When I finally got to the vet, they told me her liver enzymes were higher than usual and she was experiencing muscle atrophy. This is why her urine was dark brown. They said the only way to begin to reverse whatever was happening to her was to get her on fluids through an IV right away. She spent the entire Friday on IV fluids and pain meds in hopes of flushing out her system. But it wasn’t over. She also needed at least 24-hour hospitalization and observation. That night we brought her to a 24-hour animal ER.
Having dogs my entire life and dealing with different vets, I have never had the amazing care that we had at this animal hospital. Dr. S. was the most caring and easy to talk to veterinarian we’ve ever dealt with. She was compassionate, understanding, and had the best bedside manner. She understood the distress we as pet parents were under as well as completely in tune with Devin’s suffering.
Before we left Devin for the night, they even let us go into the back and say goodbye. She looked so pathetic with her little cone on and a blanket wrapped around her.
The next day she wasn’t much better and it was time for the conversation. You know the awful conversation any pet parent in this situation has to have. How much can we afford? Can we afford to keep spending upwards of $500 a day on hospitalization plus whatever else they give her? Can we afford to give our girl a fighting chance? Or are we just dragging out her suffering?
Dr.
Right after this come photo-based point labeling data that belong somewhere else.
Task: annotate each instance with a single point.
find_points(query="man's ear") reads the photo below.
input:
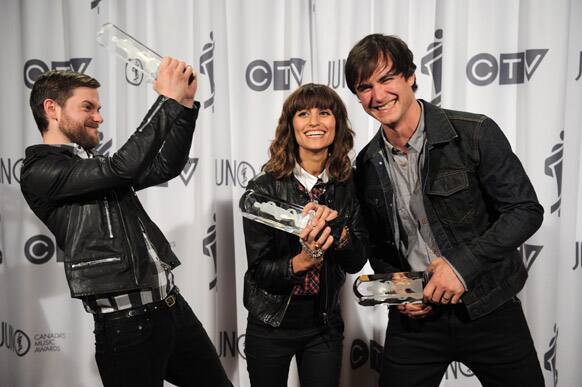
(51, 109)
(411, 79)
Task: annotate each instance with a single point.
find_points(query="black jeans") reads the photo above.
(145, 350)
(498, 348)
(318, 353)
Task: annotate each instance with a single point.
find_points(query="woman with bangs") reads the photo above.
(292, 283)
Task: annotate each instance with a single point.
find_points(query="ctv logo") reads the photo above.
(511, 68)
(261, 74)
(33, 68)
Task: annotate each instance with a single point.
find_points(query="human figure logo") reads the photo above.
(529, 254)
(432, 65)
(134, 72)
(550, 356)
(207, 68)
(553, 168)
(104, 146)
(209, 249)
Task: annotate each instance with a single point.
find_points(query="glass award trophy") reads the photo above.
(130, 50)
(391, 289)
(273, 212)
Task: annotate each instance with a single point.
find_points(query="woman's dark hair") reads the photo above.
(284, 150)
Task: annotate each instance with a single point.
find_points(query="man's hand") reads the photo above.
(172, 81)
(444, 286)
(415, 310)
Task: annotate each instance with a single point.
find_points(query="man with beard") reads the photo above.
(116, 259)
(441, 191)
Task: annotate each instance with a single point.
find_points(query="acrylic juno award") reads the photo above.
(130, 50)
(391, 289)
(273, 212)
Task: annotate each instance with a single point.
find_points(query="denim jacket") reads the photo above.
(480, 204)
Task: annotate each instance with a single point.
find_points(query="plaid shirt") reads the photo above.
(310, 285)
(115, 302)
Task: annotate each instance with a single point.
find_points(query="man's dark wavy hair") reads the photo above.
(374, 50)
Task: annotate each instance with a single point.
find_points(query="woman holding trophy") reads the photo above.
(293, 279)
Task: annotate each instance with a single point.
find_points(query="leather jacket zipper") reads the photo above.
(131, 254)
(150, 245)
(108, 217)
(95, 262)
(149, 117)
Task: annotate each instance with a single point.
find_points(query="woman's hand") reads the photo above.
(315, 238)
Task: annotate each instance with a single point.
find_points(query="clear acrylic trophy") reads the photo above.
(273, 212)
(130, 50)
(391, 289)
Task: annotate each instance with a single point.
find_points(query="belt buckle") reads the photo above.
(170, 300)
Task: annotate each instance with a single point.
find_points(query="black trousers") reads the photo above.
(498, 348)
(318, 353)
(145, 350)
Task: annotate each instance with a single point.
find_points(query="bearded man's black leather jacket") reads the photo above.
(91, 207)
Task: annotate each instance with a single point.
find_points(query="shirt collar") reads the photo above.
(77, 149)
(307, 179)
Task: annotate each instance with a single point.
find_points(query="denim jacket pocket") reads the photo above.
(450, 194)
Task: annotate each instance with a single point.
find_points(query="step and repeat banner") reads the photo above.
(518, 62)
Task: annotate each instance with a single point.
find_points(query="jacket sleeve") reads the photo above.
(267, 258)
(354, 256)
(173, 155)
(504, 180)
(56, 178)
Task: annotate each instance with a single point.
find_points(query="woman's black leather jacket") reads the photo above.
(269, 281)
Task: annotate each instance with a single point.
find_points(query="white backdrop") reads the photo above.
(519, 62)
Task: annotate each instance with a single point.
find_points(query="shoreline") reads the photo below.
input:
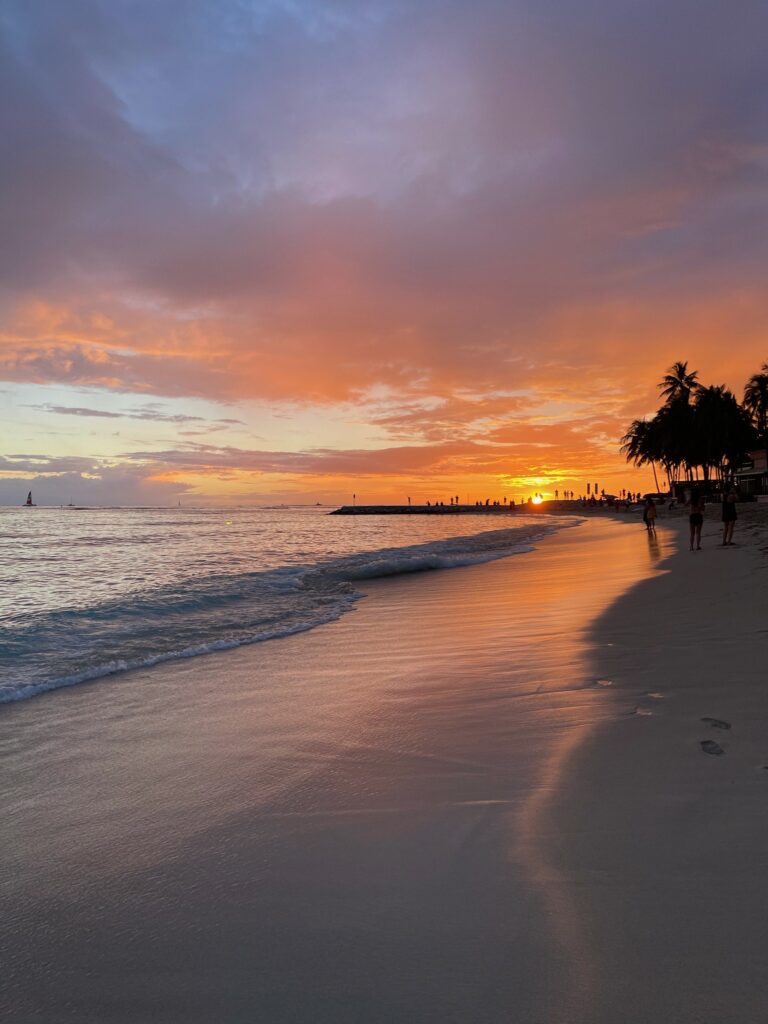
(428, 841)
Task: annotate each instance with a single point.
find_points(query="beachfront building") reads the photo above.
(752, 475)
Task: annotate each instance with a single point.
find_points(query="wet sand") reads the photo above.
(401, 815)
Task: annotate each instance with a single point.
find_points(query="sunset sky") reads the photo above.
(264, 251)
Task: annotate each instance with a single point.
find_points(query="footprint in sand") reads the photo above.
(710, 747)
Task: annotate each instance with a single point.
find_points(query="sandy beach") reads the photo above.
(480, 797)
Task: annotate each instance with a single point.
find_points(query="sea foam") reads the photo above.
(66, 646)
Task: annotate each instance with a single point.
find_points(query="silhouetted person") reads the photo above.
(649, 515)
(695, 519)
(729, 514)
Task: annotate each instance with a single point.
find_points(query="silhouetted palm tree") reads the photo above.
(678, 385)
(712, 432)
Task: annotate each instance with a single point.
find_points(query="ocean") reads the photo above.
(88, 593)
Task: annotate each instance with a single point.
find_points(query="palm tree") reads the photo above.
(756, 403)
(678, 385)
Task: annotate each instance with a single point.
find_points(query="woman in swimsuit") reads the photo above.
(729, 515)
(696, 520)
(650, 515)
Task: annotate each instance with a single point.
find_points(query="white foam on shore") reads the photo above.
(229, 611)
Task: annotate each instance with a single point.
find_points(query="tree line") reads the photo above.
(700, 432)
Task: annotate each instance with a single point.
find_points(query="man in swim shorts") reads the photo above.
(729, 514)
(695, 519)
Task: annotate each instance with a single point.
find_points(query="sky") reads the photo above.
(259, 251)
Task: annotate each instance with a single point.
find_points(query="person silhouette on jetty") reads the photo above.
(695, 519)
(729, 514)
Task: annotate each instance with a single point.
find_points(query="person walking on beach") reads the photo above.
(695, 519)
(649, 515)
(729, 514)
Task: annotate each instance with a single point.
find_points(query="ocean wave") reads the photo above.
(62, 647)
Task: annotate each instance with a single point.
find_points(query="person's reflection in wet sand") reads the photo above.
(654, 549)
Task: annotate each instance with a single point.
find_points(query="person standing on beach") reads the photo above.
(649, 515)
(729, 514)
(695, 519)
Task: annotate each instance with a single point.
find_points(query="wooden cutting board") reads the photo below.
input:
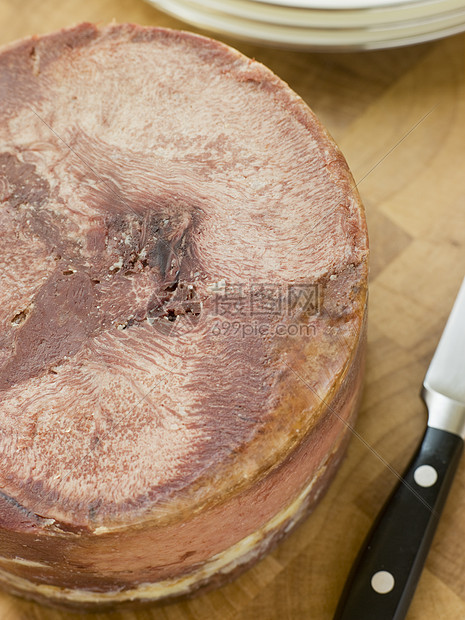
(399, 117)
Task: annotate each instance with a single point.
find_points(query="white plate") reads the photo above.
(373, 35)
(336, 4)
(285, 16)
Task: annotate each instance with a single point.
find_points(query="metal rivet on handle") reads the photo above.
(382, 582)
(425, 476)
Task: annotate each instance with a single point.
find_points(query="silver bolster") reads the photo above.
(444, 413)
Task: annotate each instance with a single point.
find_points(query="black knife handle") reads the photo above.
(386, 572)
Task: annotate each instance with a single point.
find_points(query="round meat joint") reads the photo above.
(183, 284)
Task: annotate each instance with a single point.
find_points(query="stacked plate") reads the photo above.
(324, 24)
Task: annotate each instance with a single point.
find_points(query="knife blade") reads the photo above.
(383, 579)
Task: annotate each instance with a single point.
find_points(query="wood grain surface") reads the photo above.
(399, 117)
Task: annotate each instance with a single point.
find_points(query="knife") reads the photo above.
(384, 577)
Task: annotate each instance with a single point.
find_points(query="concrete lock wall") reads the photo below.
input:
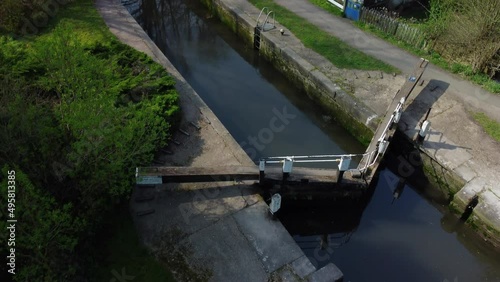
(349, 112)
(352, 114)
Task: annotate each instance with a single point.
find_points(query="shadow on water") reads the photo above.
(400, 231)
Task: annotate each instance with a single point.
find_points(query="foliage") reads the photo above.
(332, 48)
(79, 113)
(328, 7)
(134, 259)
(46, 233)
(478, 44)
(11, 14)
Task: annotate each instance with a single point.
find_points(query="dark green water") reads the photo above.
(413, 238)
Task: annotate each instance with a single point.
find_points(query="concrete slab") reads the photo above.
(471, 189)
(328, 273)
(466, 171)
(273, 244)
(224, 249)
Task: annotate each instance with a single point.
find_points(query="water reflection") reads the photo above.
(245, 93)
(395, 233)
S. told us that if Devin could keep something down and get her blood sugar up then there was hope for her yet.
By Saturday night she’d gotten so much worse. She’d become jaundice – with yellowing skin and eyes. Her blood was also not clotting correctly and she was bruising when she shouldn’t be. We went to visit her that night – I think both us knowing it could be the last night we saw her. By the morning we knew we had to make a decision if she wasn’t any better.
While she was somewhat alert when we came to visit, she was not herself. She just laid there looking at us and wouldn’t even perk up when we said the word “treat.”
That night I called the vet 4 times to check on her condition. Each time there was no change. In those moments I think we both knew it would take a miracle for her to recover.
I’ll never forget hearing Dr. S. on the phone the next morning telling us she’d passed. She was sleeping and her heart stopped. She didn’t feel any pain.
I keep having to tell myself that she’s not here. I keep looking for her and expecting to see her. It’s like a part of me is gone. She was my baby girl.
She was still so young and vibrant. It’s so hard to believe that she’s gone because every time something happened to her she always bounced back. She was our tank.
Mash doesn’t even know what happened to her. He just goes outside looking around for her. And you can’t tell him, he doesn’t understand that his best friend isn’t coming home.
I know I can take comfort in the fact that we did everything we could have for her. We gave her every chance to fight, but whatever it was, she just couldn’t pull through. We’ll never know what happened. Did she eat something? A mushroom could have caused her symptoms. Or was it something long-term that just spiraled out of control? It’s not like they do autopsies on dogs.
I’m just sad, really sad. My dogs meant everything me. They’re my family. A lot of people might think differently of their pets – definitely a conversation I’ve had over the last few days. But it doesn’t matter because this is what they mean to me. I can only hope that they’re in a place with endless squirrels to chase and all the food they could want. Maybe Bradley and Devin have been reunited.